We’ll ask questions like:
- What were the original benchmarks of God Power?
(Omniscience, creation of life, cataclysmic destruction, immortality, transmutation…)
- Which of those powers are now being approximated by technology — nuclear weapons, artificial intelligence, synthetic biology, space engineering?
- What’s the difference between tactical power and godlike power — and why do some technologies (like nukes) never lose their sense of dread or awe?

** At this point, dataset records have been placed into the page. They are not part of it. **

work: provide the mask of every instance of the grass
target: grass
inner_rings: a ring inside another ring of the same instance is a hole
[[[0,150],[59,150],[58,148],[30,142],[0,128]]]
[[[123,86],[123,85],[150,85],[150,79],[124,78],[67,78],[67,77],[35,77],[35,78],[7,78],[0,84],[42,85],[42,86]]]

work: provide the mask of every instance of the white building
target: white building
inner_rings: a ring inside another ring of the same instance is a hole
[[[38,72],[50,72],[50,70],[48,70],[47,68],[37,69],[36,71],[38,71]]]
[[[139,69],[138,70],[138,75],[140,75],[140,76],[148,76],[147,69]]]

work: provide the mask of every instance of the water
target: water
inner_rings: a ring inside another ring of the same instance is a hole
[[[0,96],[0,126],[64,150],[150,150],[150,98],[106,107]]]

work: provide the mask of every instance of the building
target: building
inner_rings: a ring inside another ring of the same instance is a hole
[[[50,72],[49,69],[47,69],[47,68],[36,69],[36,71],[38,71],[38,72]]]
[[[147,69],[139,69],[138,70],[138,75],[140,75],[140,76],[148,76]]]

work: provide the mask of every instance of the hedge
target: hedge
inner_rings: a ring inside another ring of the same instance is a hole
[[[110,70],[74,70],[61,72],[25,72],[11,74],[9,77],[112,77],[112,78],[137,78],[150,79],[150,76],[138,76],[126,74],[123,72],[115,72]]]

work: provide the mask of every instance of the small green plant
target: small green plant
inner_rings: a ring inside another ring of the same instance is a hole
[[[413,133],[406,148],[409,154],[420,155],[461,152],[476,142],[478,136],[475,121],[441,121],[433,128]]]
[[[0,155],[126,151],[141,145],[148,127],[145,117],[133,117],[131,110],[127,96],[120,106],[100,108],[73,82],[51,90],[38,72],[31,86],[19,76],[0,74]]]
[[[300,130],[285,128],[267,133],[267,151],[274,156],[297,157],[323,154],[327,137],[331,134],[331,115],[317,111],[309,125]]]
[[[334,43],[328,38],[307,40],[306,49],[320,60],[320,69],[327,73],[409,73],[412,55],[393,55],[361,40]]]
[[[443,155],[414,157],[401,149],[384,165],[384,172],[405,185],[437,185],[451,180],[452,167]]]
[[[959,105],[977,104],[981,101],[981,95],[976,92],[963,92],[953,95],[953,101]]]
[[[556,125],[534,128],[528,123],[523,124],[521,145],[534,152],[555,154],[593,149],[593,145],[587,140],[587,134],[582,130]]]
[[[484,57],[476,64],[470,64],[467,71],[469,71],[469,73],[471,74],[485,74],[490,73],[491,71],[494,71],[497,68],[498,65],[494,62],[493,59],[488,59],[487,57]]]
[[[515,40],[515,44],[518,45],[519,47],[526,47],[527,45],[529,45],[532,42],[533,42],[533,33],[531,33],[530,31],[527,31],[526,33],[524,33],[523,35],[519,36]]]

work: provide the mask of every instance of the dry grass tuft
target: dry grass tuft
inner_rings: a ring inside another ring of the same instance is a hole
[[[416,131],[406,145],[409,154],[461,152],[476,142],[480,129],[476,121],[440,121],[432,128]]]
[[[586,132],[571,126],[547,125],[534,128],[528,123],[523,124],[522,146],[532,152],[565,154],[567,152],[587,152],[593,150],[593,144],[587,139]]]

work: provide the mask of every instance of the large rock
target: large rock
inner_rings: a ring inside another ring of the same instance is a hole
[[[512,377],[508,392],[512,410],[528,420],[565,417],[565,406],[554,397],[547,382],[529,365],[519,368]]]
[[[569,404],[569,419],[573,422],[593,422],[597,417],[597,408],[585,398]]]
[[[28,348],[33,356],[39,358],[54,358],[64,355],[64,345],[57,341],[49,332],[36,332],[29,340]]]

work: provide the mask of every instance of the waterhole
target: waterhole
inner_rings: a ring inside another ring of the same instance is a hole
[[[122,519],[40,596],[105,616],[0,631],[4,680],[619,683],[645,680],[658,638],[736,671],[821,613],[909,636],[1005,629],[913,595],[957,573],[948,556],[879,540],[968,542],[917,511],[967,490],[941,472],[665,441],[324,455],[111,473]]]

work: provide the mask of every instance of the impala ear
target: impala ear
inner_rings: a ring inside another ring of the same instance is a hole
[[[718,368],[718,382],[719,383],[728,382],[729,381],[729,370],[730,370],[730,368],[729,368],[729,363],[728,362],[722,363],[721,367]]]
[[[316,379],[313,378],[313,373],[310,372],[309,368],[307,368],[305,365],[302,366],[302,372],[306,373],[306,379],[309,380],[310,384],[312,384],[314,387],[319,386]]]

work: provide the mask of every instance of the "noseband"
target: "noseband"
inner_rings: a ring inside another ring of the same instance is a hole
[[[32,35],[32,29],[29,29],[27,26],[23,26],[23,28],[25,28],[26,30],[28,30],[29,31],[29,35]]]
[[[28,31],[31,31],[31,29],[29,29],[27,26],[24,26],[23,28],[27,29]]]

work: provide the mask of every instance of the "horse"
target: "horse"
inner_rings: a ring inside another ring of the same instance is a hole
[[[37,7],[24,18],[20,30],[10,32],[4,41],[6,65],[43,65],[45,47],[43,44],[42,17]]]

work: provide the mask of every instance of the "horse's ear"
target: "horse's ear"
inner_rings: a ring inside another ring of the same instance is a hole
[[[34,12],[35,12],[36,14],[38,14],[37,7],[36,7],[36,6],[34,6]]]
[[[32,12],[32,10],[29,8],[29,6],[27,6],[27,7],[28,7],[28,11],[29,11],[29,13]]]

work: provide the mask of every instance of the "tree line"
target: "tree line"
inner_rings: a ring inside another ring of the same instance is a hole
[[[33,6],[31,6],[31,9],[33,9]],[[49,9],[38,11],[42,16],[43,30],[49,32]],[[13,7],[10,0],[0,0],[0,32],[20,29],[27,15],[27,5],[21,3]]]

- Can the Kardashev Scale (measuring civilization by energy use) be updated or replaced by a God Power Scale, based on how much a capability violates the boundaries of previous human possibility?
We’ll also touch on visual storytelling and worldbuilding, including how series like Apple TV’s Foundation evoke the aesthetic of God Power through planetary-scale engineering, symbolic design, and mythic architecture.
Whether you come from science, philosophy, engineering, religion, or art — this is a conversation for anyone interested in the deep question:
Are we becoming what we once worshipped?